Le président de l’Autorité palestinienne, Mahmoud Abbas, était reçu à l’Élysée, mardi 11 novembre, quelques semaines après l’annonce par Emmanuel Macron, à l’assemblée générale de l’ONU, de la reconnaissance par la France de l’État de Palestine. Les deux dirigeants ont annoncé la création imminente d’un « comité pour la consolidation de l’État de Palestine ».
« Ce comité sera chargé de travailler sur tous les aspects juridiques, constitutionnels, institutionnels et organisationnels, a déclaré Emmanuel Macron à la suite de l’entretien entre les deux hommes. Il contribuera au travail d’élaboration d’une nouvelle Constitution. » Les autres grandes lignes du travail qui attend cette instance ont été données par le président de la République : mise en place d’élections démocratiques, abrogation de l’indemnisation des familles de prisonniers et réforme des manuels scolaires palestiniens.

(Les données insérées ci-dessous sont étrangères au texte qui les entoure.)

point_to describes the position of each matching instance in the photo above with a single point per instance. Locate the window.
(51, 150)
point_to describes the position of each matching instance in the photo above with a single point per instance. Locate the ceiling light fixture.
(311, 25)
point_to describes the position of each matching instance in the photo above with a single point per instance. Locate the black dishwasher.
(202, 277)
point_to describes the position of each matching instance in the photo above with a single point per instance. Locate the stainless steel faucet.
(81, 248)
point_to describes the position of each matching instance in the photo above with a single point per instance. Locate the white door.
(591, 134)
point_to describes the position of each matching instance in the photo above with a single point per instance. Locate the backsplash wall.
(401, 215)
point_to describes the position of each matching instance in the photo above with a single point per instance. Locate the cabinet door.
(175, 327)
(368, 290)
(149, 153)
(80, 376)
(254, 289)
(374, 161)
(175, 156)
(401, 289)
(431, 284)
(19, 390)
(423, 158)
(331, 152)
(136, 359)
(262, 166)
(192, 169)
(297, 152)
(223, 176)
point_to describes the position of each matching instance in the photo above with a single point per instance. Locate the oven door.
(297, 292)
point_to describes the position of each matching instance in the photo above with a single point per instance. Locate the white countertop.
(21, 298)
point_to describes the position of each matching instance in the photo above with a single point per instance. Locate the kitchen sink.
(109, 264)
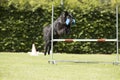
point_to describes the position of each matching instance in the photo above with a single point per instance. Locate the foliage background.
(22, 22)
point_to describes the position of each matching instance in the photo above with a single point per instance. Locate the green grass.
(26, 67)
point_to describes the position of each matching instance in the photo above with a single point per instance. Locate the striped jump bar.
(85, 40)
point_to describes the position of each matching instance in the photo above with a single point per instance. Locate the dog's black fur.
(59, 28)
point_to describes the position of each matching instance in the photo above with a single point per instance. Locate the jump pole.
(51, 52)
(117, 42)
(85, 40)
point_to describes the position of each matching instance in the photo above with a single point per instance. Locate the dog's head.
(68, 20)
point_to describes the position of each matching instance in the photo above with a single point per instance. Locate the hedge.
(20, 28)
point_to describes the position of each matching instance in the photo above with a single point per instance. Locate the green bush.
(21, 25)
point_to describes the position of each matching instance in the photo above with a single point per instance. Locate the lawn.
(25, 67)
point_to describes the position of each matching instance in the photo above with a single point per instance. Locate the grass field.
(26, 67)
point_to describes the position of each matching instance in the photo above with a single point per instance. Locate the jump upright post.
(85, 40)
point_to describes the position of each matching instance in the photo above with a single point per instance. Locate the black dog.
(60, 26)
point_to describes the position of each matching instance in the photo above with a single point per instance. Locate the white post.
(62, 2)
(52, 33)
(117, 32)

Ces annonces font suite à l’annonce, le 22 septembre, par Emmanuel Macron, à l’assemblée générale de l’ONU, de la reconnaissance par la France de l’État de Palestine ; Emmanuel Macron choisissant ainsi la voie de la paix, selon l’Autorité palestinienne, mais outrepassant le droit international, selon d’autres. Ces annonces surviennent également après l’arrestation, le 19 septembre, par l’Autorité palestinienne, de l’un des suspects de l’attentat de la rue des Rosiers. Cet individu, Mahmoud Abed Adra, dit « Hicham Harb », âgé de 70 ans, aurait supervisé cet attentat qui avait fait six morts en 1982. Emmanuel Macron a annoncé que « les services français et palestiniens coopèrent en vue de l’extradition de cet individu ».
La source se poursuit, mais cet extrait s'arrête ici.